Another (simpler) question I have is what should this project be called. Also, should it be under the Nx namespace/organization, or should I maintain it under my own user, and under its own namespace?

-- bp

On Mon, 3 Jun 2024 at 16:51, José Valim @.***> wrote:

@Benjamin-Philip https://github.com/Benjamin-Philip we can discuss it here (in this issue) or on the #machine-learning Slack of EEF or whatever else you prefer!

— Reply to this email directly, view it on GitHub https://github.com/elixir-nx/nx/issues/1501#issuecomment-2144941634, or unsubscribe https://github.com/notifications/unsubscribe-auth/AQDKWBIHOIMTY46TXNNZJJTZFRGSVAVCNFSM6AAAAABIVKHAJWVHI2DSMVQWIX3LMV43OSLTON2WKQ3PNVWWK3TUHMZDCNBUHE2DCNRTGQ . You are receiving this because you were mentioned.Message ID: @.***>

josevalim commented 1 month ago

Keep in mind that this can become quite interesting. For example, if you want to scale up, you need to make sure that you have enough requests incoming so you are not spawning a new machine for something that was a temporary spike. In particular, if it takes 3s to boot a new machine (probably more because of ML models), you need to make sure there are enough requests and that they won't all be processed before the machine finishes booting.

Those problems are discussed under Queueing Theory. For example, you could measure how frequently requests arrive , how many FLAMEs there are, and how often it takes for them to be processed (and probably more, it has been a while!).
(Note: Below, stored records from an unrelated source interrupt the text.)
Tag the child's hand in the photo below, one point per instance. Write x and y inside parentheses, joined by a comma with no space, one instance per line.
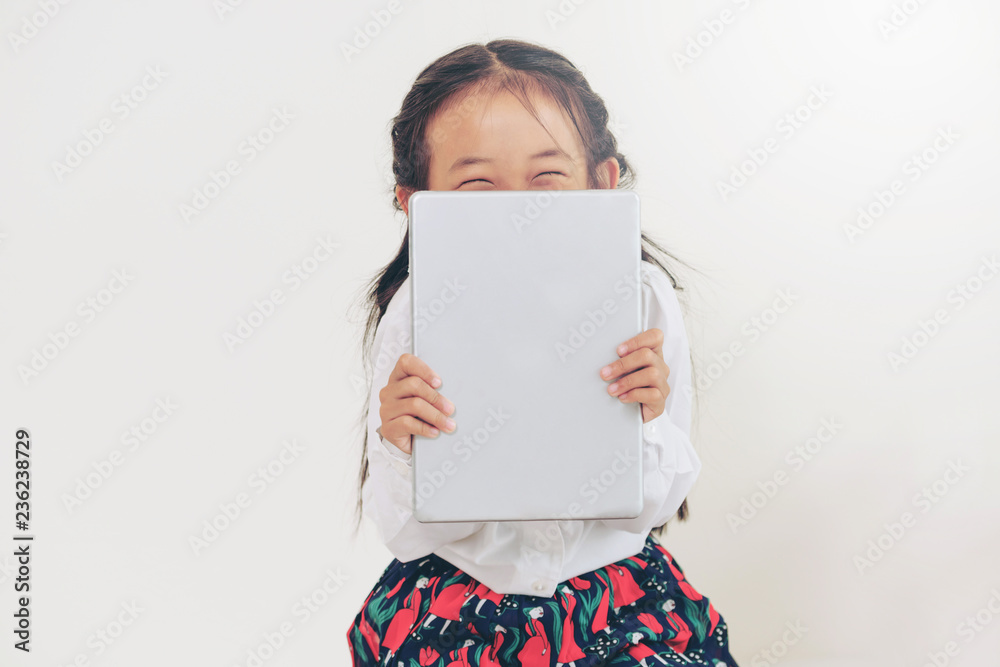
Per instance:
(410,405)
(643,373)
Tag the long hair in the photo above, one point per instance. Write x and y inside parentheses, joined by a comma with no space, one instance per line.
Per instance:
(504,64)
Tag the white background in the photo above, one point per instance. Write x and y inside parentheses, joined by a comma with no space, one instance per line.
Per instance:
(326,174)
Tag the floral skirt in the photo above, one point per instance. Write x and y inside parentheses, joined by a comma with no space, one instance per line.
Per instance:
(637,611)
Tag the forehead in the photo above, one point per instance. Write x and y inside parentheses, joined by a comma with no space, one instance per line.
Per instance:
(495,123)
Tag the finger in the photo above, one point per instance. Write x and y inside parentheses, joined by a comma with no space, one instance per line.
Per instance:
(414,385)
(651,338)
(640,358)
(420,408)
(412,377)
(410,364)
(650,396)
(644,377)
(408,424)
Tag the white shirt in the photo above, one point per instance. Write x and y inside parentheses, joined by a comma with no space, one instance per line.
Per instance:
(532,557)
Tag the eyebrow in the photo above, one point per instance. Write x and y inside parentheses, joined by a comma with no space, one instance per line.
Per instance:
(471,160)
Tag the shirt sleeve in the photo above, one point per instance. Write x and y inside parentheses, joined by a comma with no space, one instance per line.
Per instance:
(670,464)
(387,493)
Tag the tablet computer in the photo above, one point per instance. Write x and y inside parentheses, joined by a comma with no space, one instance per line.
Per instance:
(518,299)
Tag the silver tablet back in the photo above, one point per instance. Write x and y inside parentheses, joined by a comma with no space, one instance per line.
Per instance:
(518,299)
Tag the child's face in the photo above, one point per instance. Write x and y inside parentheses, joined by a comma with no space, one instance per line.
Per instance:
(484,142)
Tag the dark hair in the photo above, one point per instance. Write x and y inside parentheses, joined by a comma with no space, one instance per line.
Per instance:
(503,64)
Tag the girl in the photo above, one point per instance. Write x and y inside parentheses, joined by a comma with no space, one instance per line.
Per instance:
(509,115)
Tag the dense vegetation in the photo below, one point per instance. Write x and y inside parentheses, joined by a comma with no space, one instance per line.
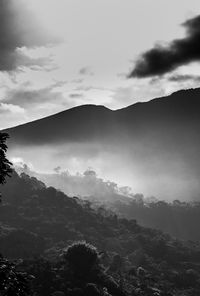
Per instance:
(38,223)
(179,219)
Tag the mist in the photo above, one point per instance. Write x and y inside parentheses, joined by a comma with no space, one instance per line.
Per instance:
(152,173)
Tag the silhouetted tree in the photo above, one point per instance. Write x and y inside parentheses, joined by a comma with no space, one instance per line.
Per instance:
(5,164)
(82,258)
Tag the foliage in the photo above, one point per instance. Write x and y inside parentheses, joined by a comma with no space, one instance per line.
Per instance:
(82,258)
(12,281)
(5,164)
(41,221)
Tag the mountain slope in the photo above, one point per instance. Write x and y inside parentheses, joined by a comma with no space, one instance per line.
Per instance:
(152,146)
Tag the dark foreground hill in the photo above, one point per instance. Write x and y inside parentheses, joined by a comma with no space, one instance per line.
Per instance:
(152,146)
(41,221)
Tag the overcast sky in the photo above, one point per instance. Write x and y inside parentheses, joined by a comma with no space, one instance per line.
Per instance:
(56,54)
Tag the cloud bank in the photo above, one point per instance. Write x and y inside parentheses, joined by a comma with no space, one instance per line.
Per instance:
(19,29)
(164,59)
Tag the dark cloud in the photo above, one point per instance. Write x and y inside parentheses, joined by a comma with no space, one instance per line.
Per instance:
(19,29)
(182,78)
(163,59)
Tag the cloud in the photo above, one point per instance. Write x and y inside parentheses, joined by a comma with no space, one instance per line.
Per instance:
(164,59)
(19,29)
(76,96)
(10,108)
(28,98)
(86,71)
(184,77)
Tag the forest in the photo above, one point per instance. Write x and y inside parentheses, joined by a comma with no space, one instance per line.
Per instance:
(39,225)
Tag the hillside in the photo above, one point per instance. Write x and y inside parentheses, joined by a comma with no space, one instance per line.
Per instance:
(152,146)
(41,221)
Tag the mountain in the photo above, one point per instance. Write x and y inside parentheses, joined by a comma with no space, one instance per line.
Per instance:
(152,146)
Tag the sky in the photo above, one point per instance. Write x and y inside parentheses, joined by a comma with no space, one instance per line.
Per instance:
(55,55)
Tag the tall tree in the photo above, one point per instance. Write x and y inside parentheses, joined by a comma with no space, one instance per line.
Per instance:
(5,164)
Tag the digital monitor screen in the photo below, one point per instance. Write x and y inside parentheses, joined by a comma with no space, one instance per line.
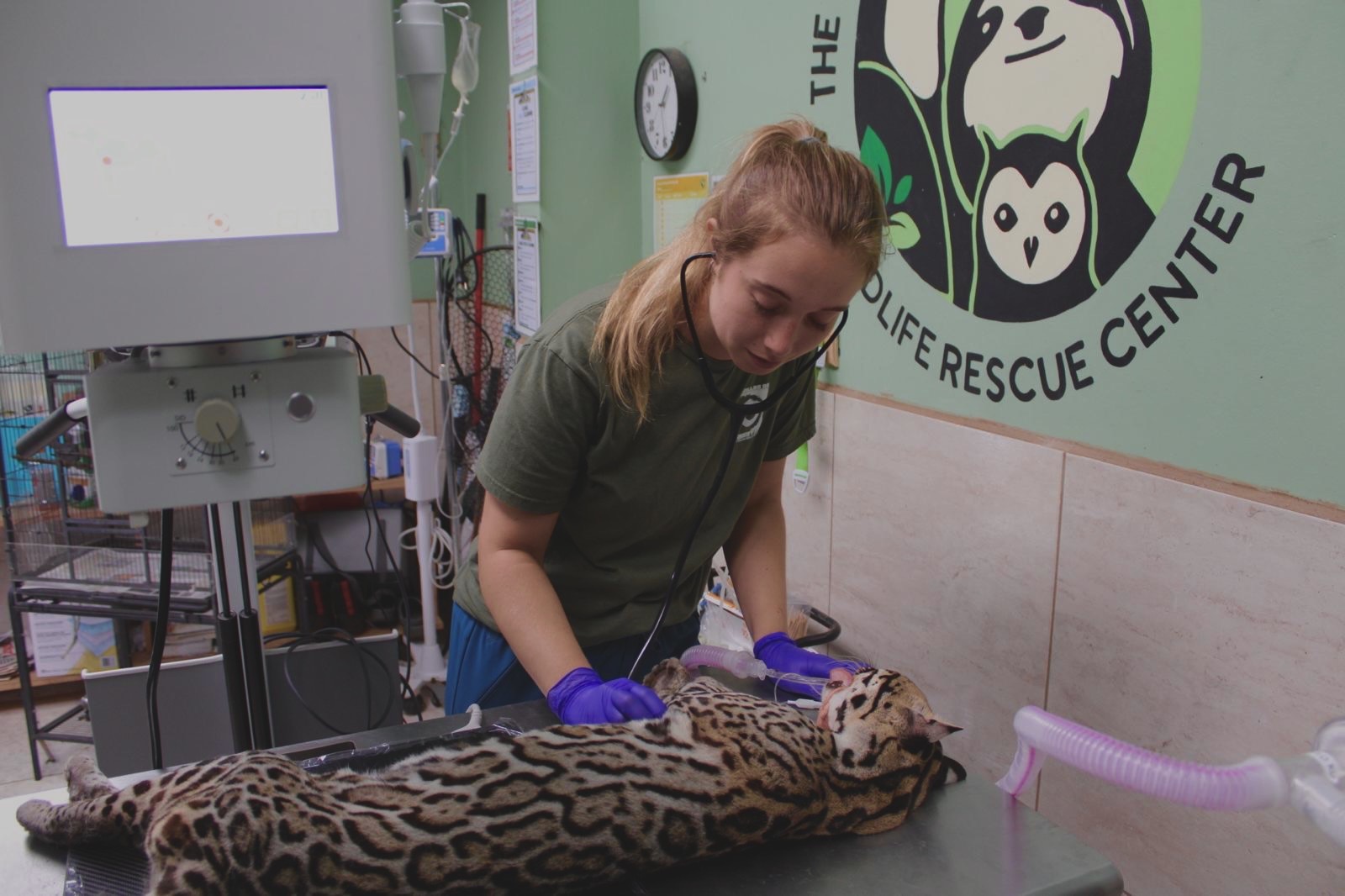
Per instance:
(185,165)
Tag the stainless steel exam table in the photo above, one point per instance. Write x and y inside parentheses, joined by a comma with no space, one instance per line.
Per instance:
(968,840)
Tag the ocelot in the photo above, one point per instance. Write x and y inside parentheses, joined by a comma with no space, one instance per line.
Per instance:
(555,810)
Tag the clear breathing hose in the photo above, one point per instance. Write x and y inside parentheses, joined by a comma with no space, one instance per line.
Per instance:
(743,665)
(1313,782)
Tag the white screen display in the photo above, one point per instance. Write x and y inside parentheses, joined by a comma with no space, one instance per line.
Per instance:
(181,165)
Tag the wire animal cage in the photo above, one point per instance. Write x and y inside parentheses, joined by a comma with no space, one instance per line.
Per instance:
(482,346)
(61,546)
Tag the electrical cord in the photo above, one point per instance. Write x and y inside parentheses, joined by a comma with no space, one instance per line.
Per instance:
(443,555)
(365,656)
(409,354)
(367,506)
(156,654)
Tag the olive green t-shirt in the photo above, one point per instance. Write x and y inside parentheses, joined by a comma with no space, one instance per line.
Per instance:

Based on that, you can start inferring how long it takes to go through the whole queue, and therefore if spawning new resources would be worthwhile. For example, this is what can estimate in call centers that "you are 10th in line, it will take 12 minutes".

More interesting, queueing theory began with a Danish named Agner Krarup Erlang. I am not asking you to build a queueing theory system but, if you like this stuff, it can be quite fun to learn, and it may point you to a direction where you model the system not by how much "slots" are available or if a batch is full but rather as queues. :)

I think this is more of a FLAME related project, so you personal user is probably the best for now!

PS: it has been like 15 years since I last studied queueing theory, so i probably got some details wrong, but the general idea is here!